I'm trying to parse a Fen String (char *starting_fen), but it doesn't seem to be working.

starting_fen: rnbqkbnr/pppppppp/8/8/8/8/PPPPPPPP/RNBQKBNR w KQkq - 0 1

void init_board(char *starting_fen)
{
    int rank = 7, file = 0, fen_length = strlen(starting_fen);

    for (int i = 0; i < fen_length; i  )
    {
        if (starting_fen[i], "/") // <-- works for all characters?
        {
            printf("SYMBOL @ idx %d ==> '%c'\n", i, starting_fen[i]);
            // file = 0;
            // rank--;
        }
    }
}

This is my output:

SYMBOL @ idx 0 ==> 'r'
SYMBOL @ idx 1 ==> 'n'
SYMBOL @ idx 2 ==> 'b'

//...

SYMBOL @ idx 53 ==> '0'
SYMBOL @ idx 54 ==> ' '
SYMBOL @ idx 55 ==> '1'

I tried using strcmp (if (strcmp(starting_fen[i], "/"))) but got a Segmentation fault...

CodePudding user response:

I answer this because it is a funny bug. Here:

if (starting_fen[i], "/")

You are calling , operator. So it returns "/" which always will be evaluated to true (Since it is a address which will have a value not equal to 0). Your code need to be like this:

if (starting_fen[i] == '/')

So 2 changes:

  1. You need == operator to check equality.
  2. Characters are identified by ' not ".
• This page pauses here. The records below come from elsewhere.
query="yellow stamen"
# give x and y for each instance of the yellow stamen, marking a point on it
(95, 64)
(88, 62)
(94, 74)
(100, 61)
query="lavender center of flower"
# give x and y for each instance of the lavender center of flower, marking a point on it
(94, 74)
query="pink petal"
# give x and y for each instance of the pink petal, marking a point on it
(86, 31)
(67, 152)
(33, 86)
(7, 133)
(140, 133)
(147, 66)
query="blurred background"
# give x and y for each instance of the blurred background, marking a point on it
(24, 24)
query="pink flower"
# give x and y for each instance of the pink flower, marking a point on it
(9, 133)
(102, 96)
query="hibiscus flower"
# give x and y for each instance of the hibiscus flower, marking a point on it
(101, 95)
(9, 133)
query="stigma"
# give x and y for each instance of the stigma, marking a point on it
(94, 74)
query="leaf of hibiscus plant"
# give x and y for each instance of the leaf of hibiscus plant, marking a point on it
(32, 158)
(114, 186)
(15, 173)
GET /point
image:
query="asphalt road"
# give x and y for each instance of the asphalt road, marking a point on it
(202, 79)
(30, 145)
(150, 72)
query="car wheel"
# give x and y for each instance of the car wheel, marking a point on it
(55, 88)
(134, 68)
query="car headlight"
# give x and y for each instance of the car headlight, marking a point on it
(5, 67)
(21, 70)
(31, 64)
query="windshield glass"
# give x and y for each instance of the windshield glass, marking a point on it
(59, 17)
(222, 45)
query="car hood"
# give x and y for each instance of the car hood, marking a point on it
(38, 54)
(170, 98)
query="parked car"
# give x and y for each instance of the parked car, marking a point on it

CodePudding user response:

This fails:

if (starting_fen[i], "/") {

because starting_fen[i], "/" is always "/" which is not null. See the wikipdia page about the comma operator

This fails:

if (strcmp(starting_fen[i], "/")) {

Because starting_fen[i] will be a char, not a pointer to a string. Thus it will try to read a location in early memory and fail.

This fails:

if (starting_fen[i] == "/") {

Since you are trying to compare a char to a pointer.